Do you remember that? The Holy Bone-Fragment of St Thérèse of Lisieux, carted around Europe in a jewel-encrusted box without a peep-hole, challenging doubters to test their faith. If you truly believed, you wouldn’t need to peep into this little box. Indeed. The Blessed Crubeen rests secure inside this here box what we has made for your astonishment so just sit down there in the cheap seats and shut your mouths while we put on this medicine show.
Astonishingly, they even brought the Box of the Blessed Crubeen to the prisons, where hundreds of scobies lined up to worship at a piece of plywood encrusted with fake jewels. And the prison authorities facilitated this voodoo display but aren’t scobies great all the same? They might stab your grandmother but they have great faith.
I had an excellent idea when the Blessed Knuckle visited Limerick and I have to admit it still annoys me that I didn’t go ahead and make a small fortune on the night of the visit. People queued from the cathedral all the way up the street, around the corner and back down the other street to see St Thérèse’s box. And naturally, the flower-sellers took advantage of the situation to sell them, eh, flowers for the, eh, Little Flower.
Why in the name of Jesus didn’t I make a huge pot of spare ribs, absolutely delicious, and sell them to the starving throng as Barbecued Knuckle of St Thérèse? A fortune I’d have made. Tellin ya.
Anyway, this isn’t about St Thérèse of Leixlip. This is about Teresa of Avila, a woman pushed into a convent at the age of 14 who gradually descended into a hell of paranoid delusions brought on by religious obsession. Such people today would be known as patients but in the 16th century were called saints.

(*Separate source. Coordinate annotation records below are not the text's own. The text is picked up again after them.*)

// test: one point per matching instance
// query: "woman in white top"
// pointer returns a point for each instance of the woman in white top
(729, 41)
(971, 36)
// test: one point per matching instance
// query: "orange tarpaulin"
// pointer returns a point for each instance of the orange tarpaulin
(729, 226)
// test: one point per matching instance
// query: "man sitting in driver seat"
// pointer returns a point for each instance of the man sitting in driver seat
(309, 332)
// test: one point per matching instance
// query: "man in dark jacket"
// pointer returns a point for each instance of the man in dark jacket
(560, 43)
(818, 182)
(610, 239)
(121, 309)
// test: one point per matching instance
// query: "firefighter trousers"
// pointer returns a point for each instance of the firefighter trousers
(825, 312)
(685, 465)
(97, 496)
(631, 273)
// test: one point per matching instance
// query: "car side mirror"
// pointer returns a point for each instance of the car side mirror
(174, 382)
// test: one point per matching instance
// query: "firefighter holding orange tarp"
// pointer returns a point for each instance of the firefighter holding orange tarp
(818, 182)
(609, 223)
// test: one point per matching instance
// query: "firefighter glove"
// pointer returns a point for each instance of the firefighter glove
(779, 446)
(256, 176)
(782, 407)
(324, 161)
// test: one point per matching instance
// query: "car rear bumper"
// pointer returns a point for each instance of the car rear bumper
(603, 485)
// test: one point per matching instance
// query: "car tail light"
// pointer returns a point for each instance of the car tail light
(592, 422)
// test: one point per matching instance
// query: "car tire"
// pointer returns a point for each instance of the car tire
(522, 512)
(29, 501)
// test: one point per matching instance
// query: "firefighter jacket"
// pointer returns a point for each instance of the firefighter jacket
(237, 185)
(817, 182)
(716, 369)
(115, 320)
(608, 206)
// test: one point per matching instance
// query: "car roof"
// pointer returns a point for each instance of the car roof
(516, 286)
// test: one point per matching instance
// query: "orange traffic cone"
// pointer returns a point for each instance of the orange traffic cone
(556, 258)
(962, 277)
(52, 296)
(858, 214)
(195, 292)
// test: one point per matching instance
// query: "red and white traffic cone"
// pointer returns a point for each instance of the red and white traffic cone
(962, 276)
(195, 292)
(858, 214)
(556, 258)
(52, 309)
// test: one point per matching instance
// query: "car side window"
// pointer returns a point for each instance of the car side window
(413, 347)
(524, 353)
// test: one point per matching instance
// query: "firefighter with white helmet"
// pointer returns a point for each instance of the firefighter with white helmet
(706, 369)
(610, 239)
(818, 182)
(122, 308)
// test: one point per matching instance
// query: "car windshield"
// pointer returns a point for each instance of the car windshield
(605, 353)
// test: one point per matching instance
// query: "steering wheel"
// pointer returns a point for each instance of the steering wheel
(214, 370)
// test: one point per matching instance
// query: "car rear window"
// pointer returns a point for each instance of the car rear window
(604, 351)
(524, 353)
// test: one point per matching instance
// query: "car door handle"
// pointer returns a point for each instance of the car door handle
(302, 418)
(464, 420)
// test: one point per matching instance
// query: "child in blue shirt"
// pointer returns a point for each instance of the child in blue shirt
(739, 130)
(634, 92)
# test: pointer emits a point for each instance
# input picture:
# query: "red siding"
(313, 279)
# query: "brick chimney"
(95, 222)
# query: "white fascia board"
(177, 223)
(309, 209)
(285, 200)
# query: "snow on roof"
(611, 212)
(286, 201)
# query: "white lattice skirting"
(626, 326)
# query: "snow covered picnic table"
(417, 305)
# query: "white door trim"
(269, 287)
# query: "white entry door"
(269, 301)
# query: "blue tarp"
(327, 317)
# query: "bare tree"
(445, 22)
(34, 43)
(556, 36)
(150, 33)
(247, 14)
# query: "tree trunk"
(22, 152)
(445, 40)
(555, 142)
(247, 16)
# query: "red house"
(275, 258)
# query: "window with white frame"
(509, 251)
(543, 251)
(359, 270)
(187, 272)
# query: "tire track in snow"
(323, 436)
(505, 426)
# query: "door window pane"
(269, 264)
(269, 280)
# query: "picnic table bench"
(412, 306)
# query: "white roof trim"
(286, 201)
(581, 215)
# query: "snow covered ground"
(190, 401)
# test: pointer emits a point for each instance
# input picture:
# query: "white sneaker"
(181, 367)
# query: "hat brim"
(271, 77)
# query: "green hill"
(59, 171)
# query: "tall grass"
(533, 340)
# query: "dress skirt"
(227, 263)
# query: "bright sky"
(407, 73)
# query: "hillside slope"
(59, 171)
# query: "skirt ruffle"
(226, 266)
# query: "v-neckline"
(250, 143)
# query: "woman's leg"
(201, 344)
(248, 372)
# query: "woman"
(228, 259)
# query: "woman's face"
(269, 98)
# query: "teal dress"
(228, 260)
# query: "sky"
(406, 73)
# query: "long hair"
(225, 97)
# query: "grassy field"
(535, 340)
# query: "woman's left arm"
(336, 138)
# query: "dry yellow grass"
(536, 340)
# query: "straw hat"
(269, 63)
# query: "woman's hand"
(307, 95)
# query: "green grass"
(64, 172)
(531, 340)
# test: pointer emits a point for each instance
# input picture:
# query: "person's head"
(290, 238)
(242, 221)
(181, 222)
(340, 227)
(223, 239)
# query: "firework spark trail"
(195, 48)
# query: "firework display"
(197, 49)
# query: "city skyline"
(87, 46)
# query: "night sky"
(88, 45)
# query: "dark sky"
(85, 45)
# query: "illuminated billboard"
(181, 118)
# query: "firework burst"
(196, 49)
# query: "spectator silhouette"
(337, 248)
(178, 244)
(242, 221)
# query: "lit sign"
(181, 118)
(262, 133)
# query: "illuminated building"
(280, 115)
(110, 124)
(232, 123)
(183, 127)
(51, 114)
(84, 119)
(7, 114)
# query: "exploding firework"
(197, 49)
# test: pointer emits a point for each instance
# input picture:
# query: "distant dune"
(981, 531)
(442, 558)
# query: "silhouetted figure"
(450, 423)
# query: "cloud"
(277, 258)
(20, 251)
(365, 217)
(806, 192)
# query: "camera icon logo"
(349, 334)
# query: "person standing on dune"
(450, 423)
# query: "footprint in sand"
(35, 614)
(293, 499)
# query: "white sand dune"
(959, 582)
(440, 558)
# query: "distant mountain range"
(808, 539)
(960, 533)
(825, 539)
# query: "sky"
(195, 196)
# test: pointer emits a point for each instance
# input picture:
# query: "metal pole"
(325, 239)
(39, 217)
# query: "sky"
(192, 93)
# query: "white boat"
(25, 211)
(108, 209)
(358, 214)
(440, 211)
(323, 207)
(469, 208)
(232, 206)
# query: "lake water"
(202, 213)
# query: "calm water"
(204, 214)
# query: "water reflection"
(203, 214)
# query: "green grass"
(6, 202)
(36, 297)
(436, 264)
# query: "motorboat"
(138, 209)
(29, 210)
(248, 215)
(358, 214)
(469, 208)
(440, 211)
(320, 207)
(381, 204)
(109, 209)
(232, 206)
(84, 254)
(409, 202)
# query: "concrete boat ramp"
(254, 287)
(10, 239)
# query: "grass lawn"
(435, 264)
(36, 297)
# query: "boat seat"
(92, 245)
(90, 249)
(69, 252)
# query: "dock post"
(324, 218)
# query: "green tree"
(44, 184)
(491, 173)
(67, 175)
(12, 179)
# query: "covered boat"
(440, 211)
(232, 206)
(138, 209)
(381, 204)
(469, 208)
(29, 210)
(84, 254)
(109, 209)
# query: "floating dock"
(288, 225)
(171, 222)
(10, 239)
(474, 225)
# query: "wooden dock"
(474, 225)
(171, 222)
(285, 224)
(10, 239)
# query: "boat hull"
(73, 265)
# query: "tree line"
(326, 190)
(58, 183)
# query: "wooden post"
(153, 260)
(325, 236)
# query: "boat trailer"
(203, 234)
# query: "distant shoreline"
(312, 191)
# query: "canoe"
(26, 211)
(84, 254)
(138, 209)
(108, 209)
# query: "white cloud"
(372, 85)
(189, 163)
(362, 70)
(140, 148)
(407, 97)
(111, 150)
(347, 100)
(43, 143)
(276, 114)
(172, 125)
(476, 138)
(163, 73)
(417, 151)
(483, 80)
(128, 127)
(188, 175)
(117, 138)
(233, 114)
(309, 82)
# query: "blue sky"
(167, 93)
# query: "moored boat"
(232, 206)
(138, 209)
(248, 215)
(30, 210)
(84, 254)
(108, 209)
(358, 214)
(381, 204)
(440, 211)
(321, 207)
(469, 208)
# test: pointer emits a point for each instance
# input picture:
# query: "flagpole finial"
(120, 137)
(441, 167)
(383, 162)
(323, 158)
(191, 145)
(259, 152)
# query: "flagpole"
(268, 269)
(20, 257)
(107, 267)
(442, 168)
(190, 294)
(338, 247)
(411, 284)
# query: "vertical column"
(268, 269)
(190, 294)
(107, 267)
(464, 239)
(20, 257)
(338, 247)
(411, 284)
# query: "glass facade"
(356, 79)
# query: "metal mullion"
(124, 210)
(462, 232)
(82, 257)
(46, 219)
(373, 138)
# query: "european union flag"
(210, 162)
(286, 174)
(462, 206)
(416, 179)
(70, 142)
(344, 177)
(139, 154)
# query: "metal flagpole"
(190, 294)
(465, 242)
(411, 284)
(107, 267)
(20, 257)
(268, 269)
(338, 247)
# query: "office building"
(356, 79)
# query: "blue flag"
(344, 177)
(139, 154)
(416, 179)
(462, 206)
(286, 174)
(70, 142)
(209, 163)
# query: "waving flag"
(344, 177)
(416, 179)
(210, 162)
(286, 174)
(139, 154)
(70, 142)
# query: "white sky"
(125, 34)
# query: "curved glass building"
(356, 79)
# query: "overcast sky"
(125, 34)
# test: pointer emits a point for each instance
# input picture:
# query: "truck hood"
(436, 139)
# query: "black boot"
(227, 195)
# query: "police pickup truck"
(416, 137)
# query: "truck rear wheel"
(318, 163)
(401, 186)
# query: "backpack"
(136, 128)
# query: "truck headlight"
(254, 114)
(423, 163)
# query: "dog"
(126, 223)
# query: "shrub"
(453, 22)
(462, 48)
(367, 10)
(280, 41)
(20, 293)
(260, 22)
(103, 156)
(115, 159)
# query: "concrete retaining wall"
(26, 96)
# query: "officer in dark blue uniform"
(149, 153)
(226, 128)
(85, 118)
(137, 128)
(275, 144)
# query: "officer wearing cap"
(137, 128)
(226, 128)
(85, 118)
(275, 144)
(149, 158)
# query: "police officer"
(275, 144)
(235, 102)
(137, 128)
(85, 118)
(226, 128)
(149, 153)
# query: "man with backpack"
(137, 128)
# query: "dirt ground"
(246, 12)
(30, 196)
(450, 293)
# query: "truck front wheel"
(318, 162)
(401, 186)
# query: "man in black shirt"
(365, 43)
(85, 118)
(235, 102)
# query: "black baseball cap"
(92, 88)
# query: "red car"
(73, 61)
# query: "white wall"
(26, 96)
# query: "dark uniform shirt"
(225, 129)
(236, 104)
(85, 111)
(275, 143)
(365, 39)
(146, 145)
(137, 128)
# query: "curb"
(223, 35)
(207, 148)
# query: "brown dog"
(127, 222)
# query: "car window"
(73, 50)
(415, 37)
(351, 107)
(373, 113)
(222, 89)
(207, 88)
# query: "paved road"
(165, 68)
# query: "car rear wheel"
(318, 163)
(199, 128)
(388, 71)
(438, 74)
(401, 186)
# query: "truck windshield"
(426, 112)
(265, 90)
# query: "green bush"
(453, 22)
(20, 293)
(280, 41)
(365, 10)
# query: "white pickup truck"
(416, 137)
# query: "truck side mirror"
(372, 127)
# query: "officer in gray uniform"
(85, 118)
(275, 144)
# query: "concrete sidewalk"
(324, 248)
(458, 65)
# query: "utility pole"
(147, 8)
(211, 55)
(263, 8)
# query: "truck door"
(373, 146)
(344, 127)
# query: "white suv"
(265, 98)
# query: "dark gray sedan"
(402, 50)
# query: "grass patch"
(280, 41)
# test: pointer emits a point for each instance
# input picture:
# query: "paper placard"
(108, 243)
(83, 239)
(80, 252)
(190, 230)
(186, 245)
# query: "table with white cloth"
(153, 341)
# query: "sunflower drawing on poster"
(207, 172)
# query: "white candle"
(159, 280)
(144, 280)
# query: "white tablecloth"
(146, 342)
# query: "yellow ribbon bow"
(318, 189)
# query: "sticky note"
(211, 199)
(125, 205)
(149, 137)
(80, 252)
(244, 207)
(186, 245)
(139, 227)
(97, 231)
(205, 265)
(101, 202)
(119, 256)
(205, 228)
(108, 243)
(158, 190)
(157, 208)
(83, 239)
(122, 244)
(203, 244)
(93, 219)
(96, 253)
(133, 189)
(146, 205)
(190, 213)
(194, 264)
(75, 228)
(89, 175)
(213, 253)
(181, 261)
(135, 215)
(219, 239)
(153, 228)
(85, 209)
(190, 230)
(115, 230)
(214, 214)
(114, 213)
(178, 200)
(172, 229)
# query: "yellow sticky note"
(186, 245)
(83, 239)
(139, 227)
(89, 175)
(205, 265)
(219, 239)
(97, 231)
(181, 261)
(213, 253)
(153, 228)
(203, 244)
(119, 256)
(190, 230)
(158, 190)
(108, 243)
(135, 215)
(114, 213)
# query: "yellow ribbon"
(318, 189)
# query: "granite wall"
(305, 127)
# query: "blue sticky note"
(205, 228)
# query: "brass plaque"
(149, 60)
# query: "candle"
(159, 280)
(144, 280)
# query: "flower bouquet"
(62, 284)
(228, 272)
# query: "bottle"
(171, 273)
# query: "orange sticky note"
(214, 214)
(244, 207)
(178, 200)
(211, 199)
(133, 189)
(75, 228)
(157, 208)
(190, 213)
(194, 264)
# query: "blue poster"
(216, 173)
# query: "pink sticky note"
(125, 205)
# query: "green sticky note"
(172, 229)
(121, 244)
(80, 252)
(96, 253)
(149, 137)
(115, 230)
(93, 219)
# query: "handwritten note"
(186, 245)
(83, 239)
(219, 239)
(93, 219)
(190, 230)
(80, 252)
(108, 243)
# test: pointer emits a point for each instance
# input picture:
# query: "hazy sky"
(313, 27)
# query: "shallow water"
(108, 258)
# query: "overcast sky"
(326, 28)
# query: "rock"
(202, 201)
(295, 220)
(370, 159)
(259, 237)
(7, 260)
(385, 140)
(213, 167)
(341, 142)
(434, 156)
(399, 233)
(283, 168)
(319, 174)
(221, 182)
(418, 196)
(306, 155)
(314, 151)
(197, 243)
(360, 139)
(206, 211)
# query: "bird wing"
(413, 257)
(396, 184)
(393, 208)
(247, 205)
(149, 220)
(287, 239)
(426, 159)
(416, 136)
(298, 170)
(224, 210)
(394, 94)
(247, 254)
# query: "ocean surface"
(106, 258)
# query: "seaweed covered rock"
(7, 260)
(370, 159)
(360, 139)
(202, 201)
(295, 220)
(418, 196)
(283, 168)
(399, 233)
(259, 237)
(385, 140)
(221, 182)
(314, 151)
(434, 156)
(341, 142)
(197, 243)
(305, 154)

Eventually, even the Catholic hierarchy decided the woman was stark raving mad and ordered her to stop founding convents full of nutcases but luckily the Holy Spirit intervened in the shape of King Philip II of Spain, who had a quiet word with the Pope and before you know it, Bob’s your uncle. Teresa’s back founding convents like nothing at all happened. The power of prayer.
The Walking Stick of St Teresa was due to be in Galway today. Later in the week, it will be joined by the High-Quality Hiking Boots of St Teresa, the Heavy Socks of St Teresa, the Sensible Jacket of St Teresa and the Few Sandwiches of St Teresa. The Carbon-Fibre Mountain Bike of St Teresa will arrive from Africa some time in September.
Isn’t it great to see all these relics doing world tours?